Current Regulatory System
Currently, all three (3) types of self-care products are all regulated differently:
- OTC drugs are regulated in a manner similar to prescription medications. Health Canada must review and approve the safety, efficacy and quality of the product and any related claims must be based on scientific evidence.
- NHPs are regulated for the most part like OTC drugs, although the level of proof required can vary and non-scientific information is accepted to demonstrate efficacy.
- In contrast, the regulation of cosmetics is managed through a post-market system. Cosmetic manufacturers must simply notify Health Canada within 10 days of first sale of a cosmetic in Canada and provide information about the product, such as the nature and quantity of the ingredients. All cosmetic products must nevertheless be prepared under sanitary conditions.
Proposed New System
Under the proposed new system Health Canada would bring all self-care products under a single set of rules and regulate them based on the foreseeable risk to consumers.
Products of similar risk profiles would be treated in a similar manner to help ensure that the rules for bringing products to market are more consistent and easier to understand.
In addition, Health Canada would review only "health claims", i.e. representations that relate to diagnosis, treatment, prevention, cure, or mitigation of a disease or serious health condition. Companies would be required to provide scientific proof to support these health claims. Other claims, such as more general ones that speak to the function of a product, e.g. "source of Omega-3", would no longer be considered health claims and would be permissible, provided that they are truthful and accurate.
Accordingly, products deemed "low risk", such as vitamins, minerals and cosmetics, would not need to be reviewed or approved by Health Canada, although they will have to meet quality standards. Health Canada may also set exclusions as to which ingredients/products would not be in this group. These products will be prohibited from making health claims on product labels. All other claims will have to be accompanied by a disclaimer stating the information has not been verified by Health Canada.
Products deemed "moderate risk", such as, pain relievers, cough and cold products, laxatives and allergy relief products, would require some review by Health Canada. Licensing of products would be based on evidence of safety and effectiveness published in a product monograph. Full review would not be required because there are standards already in place for the products in this group. Heath claims contained in the product monograph or those based on science would be permissible, subject to Health Canada's approval.
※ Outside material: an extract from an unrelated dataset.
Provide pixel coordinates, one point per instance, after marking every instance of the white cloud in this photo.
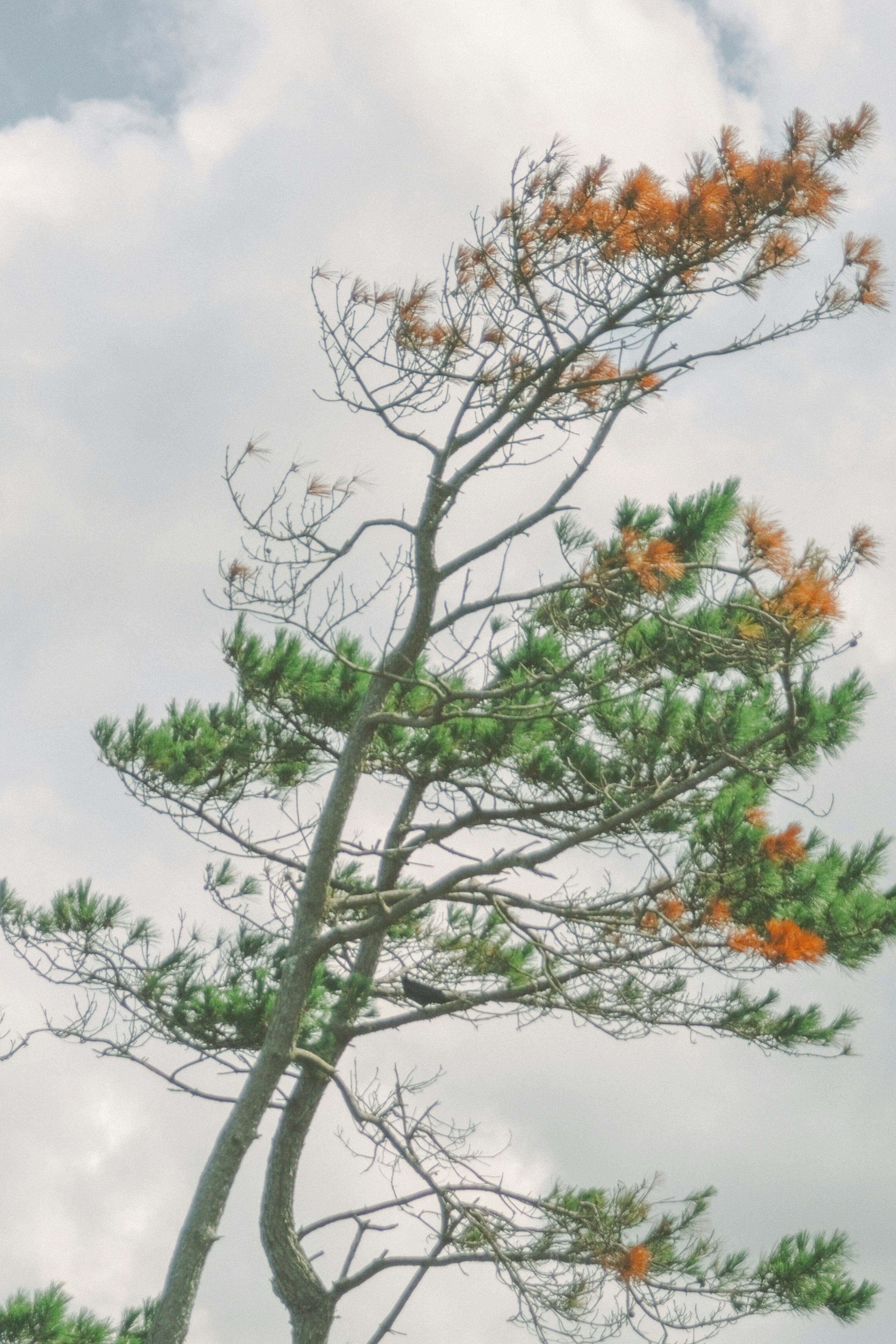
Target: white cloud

Products deemed higher" risk, such as products that contain new medicinal ingredients and products related to cardiovascular health, would require full review by Health Canada. Companies would have to provide evidence to support the safety, quality, and effectiveness of products. Health claims substantiated by scientific evidence and approved by Health Canada would be allowed.
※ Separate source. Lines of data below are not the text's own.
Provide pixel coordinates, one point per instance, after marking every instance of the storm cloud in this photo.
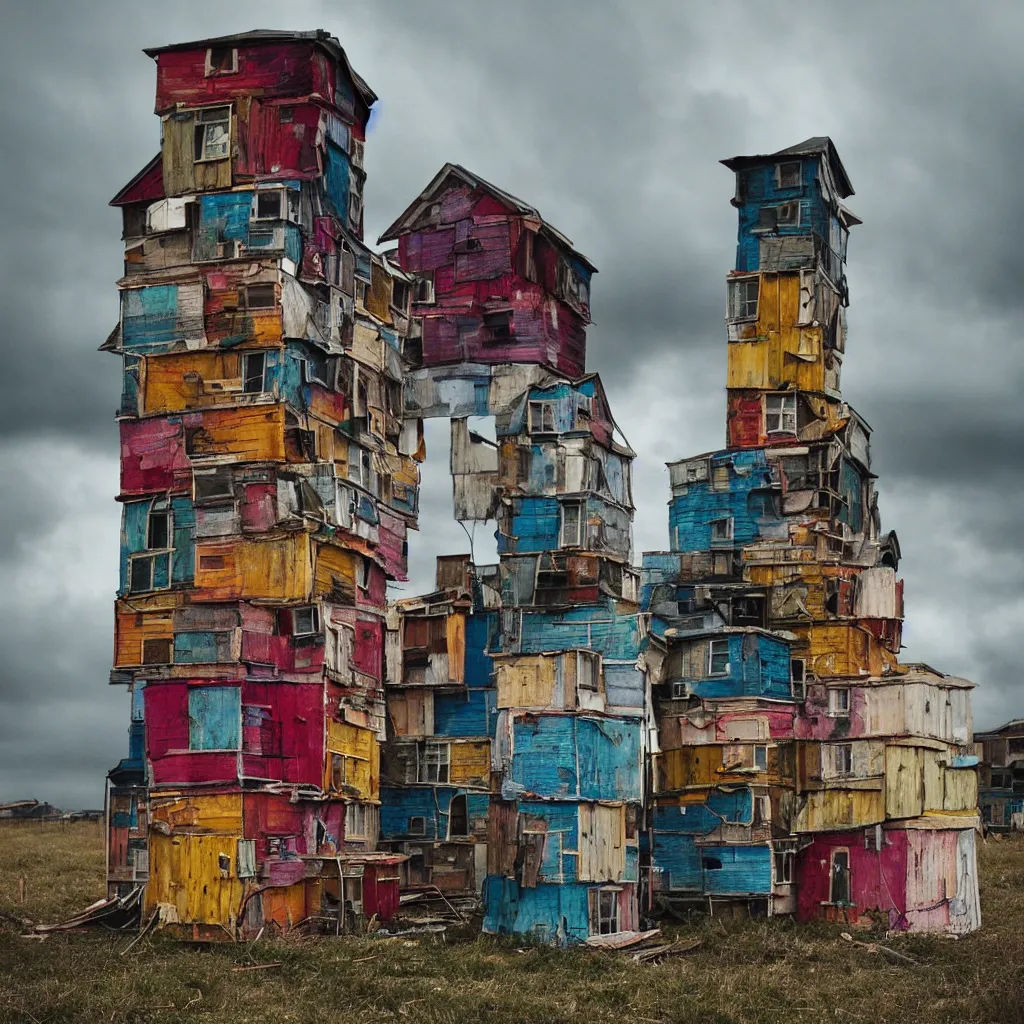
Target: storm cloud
(610, 118)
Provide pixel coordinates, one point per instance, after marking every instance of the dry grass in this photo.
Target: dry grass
(744, 972)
Greater Enforcement Powers?
Finally, Health Canada may explore adopting new enforcement powers for NHPs and cosmetics, including the power to issue mandatory recalls of products, require label changes and/or increase fines for non-compliance. OTC drugs have been subject to these powers since the enactment of Bill C-17, the Protecting Canadians from Unsafe Drugs Act (Vanessa's Law) on November 6, 2014. We note that currently, NHP and cosmetic companies may face fines up to $5,000, whereas the maximum fine for OTC drug companies is $5 million. The new regulations should provide more consistency.
The consultation is now open and available online until October 24, 2016.